Der EWSA hält es für wichtig, dass Durchführungsmaßnahmen auf Ebene sowohl der EU als auch der Mitgliedstaaten geplant werden, da sich die Zuständigkeiten der EU und der Mitgliedstaaten in den verschiedenen Politikbereichen unterscheiden. Zusammenarbeit und Koordinierung sind auch erforderlich, um aus Sicht der Gesamt-EU möglichst weitreichende Ergebnisse und eine möglichst hohe Effizienz zu erzielen. Der EWSA ruft alle Mitgliedstaaten dazu auf, die mit Blick auf die gemeinsamen Ziele notwendigen Schritte zu unternehmen, wobei er sich der unterschiedlichen Bedingungen in den verschiedenen Ländern bewusst ist.

2.5.

Neben der Zusammenarbeit und der Koordinierung der politischen Entscheidungsträger auf den verschiedenen Ebenen ist eine Zusammenarbeit zwischen allen Akteuren der Gesellschaft erforderlich, damit im Sinne einer Steigerung der Effizienz und Wirkung Unstimmigkeiten, Überschneidungen und Lücken bei den Maßnahmen vermieden werden.

2.6.

Der EWSA ruft dazu auf, die Umsetzung der Strategie mit Hochdruck zu betreiben, da die Entwicklung und Einführung der KI außerhalb der EU rasch voranschreiten.

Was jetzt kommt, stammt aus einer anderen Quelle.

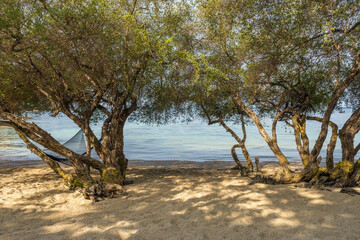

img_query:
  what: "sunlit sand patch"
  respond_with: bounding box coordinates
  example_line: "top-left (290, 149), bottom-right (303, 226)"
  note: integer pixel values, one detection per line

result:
top-left (269, 218), bottom-right (301, 227)
top-left (0, 161), bottom-right (360, 240)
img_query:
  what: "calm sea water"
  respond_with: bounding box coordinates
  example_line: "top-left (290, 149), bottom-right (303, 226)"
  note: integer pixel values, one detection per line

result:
top-left (0, 109), bottom-right (360, 161)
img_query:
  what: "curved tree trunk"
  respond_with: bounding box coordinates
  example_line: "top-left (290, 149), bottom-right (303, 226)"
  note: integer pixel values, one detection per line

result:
top-left (219, 119), bottom-right (254, 172)
top-left (339, 108), bottom-right (360, 163)
top-left (231, 144), bottom-right (246, 176)
top-left (301, 51), bottom-right (360, 180)
top-left (306, 116), bottom-right (338, 170)
top-left (233, 93), bottom-right (292, 176)
top-left (291, 115), bottom-right (310, 166)
top-left (101, 113), bottom-right (127, 185)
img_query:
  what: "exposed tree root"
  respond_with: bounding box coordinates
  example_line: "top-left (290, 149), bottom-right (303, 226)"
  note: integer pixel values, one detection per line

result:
top-left (82, 183), bottom-right (127, 202)
top-left (250, 161), bottom-right (360, 195)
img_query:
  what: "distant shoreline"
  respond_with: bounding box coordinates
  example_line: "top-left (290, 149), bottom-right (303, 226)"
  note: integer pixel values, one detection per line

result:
top-left (0, 159), bottom-right (310, 169)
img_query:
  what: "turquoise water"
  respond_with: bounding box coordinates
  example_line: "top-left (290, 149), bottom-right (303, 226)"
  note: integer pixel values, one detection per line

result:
top-left (0, 109), bottom-right (360, 161)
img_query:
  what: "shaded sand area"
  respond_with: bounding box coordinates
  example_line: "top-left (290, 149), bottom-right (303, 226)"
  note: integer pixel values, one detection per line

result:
top-left (0, 160), bottom-right (360, 240)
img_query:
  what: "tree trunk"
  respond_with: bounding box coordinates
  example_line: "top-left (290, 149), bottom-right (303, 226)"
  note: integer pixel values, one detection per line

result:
top-left (339, 108), bottom-right (360, 163)
top-left (219, 119), bottom-right (254, 172)
top-left (234, 93), bottom-right (292, 177)
top-left (291, 114), bottom-right (309, 166)
top-left (306, 116), bottom-right (338, 170)
top-left (304, 51), bottom-right (360, 167)
top-left (102, 117), bottom-right (127, 185)
top-left (231, 144), bottom-right (246, 176)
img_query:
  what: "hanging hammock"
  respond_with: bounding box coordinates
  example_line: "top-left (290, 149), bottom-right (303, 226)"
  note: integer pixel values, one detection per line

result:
top-left (44, 130), bottom-right (86, 166)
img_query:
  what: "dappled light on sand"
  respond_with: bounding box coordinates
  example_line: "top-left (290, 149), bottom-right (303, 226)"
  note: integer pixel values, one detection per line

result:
top-left (0, 164), bottom-right (360, 240)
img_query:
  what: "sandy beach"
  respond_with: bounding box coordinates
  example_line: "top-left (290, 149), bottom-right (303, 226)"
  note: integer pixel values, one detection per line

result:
top-left (0, 160), bottom-right (360, 240)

Gleichzeitig sollten sich die EU und die Mitgliedstaaten konsequent an den langfristigen Zielen der Strategie orientieren. Der EWSA begrüßt, dass „es darum [geht], Europa bei der Entwicklung und dem Einsatz einer hochmodernen, ethischen und sicheren KI zu einer weltweit führenden Region zu machen und dabei auch im globalen Kontext einen auf den Menschen ausgerichteten Ansatz zu fördern“ (4).

2.7.

Um im globalen Wettbewerb erfolgreich bestehen zu können, muss die EU ihren eigenen Weg entschieden verfolgen, ohne die Entwicklungen und Trends außerhalb der EU aus den Augen zu verlieren. Der EWSA erachtet es für wichtig, dass Wettbewerbsfähigkeit und Vertrauen parallel berücksichtigt werden. Vertrauenswürdigkeit kann für die EU zum Wettbewerbsvorteil werden, muss aber durch andere Faktoren der Wettbewerbsfähigkeit ergänzt werden.

2.8.

Da die KI der gesamten Gesellschaft dienen muss, schlägt der EWSA vor, dass die EU künftige Entwicklungen im Bereich der KI am Rahmen für nachhaltige Entwicklung ausrichtet. Da nachhaltige Entwicklung drei Dimensionen aufweist, werden Strategien und Maßnahmen benötigt, die die Wirtschaft stärken, das Wohlergehen der Gesellschaft verbessern und gleichzeitig dazu beitragen, die Auswirkungen auf das Klima und die Umwelt zu verringern.

2.9.

Der EWSA weist darauf hin, dass die Konzipierung politischer Strategien im Zusammenhang mit der KI aus der Sicht der zivilgesellschaftlichen Akteure, einschließlich der Unternehmen, der Arbeitnehmer und der Verbraucher, erfolgen muss. Es muss ein angemessenes Gewicht darauf gelegt werden, wie das Potenzial der KI zum größtmöglichen gesamtgesellschaftlichen Nutzen ausgeschöpft werden kann und wie Risiken, u. a. die Manipulation demokratischer Prozesse, gering gehalten werden können.

2.10.

Der EWSA betont, wie wichtig es ist, dass bei der Entwicklung und Nutzung der KI niemand ausgegrenzt wird und dass der Grundsatz, dass niemand zurückbleibt, Beachtung findet. Dies gilt für die Zugänglichkeit von Daten und Infrastruktur, die Verfügbarkeit anwenderfreundlicher Produkte und den Zugang zu Wissen und Kompetenzen. Dass es keine Ausgrenzung gibt, ist sowohl für Menschen als auch für Unternehmen, insbesondere für KMU, von großer Bedeutung. Besondere Aufmerksamkeit sollte der Förderung der KI-bezogenen Kompetenzen von Frauen und ihres Interesses an Arbeitsplätzen und Aufgaben im KI-Bereich, auch in der Industrie, gelten.

2.11.

Angesichts der enormen gesellschaftlichen Herausforderungen und der extrem schnellen technologischen Entwicklung sollte die EU die KI bei Vorhersageanalysen in Bereichen wie Gesundheitswesen, Verkehr und Arbeitswelt in vollem Umfang nutzen. Die EU sollte sich überdies auf die Möglichkeiten einstellen, die durch disruptive Technologien wie die Quantentechnologie eröffnet werden.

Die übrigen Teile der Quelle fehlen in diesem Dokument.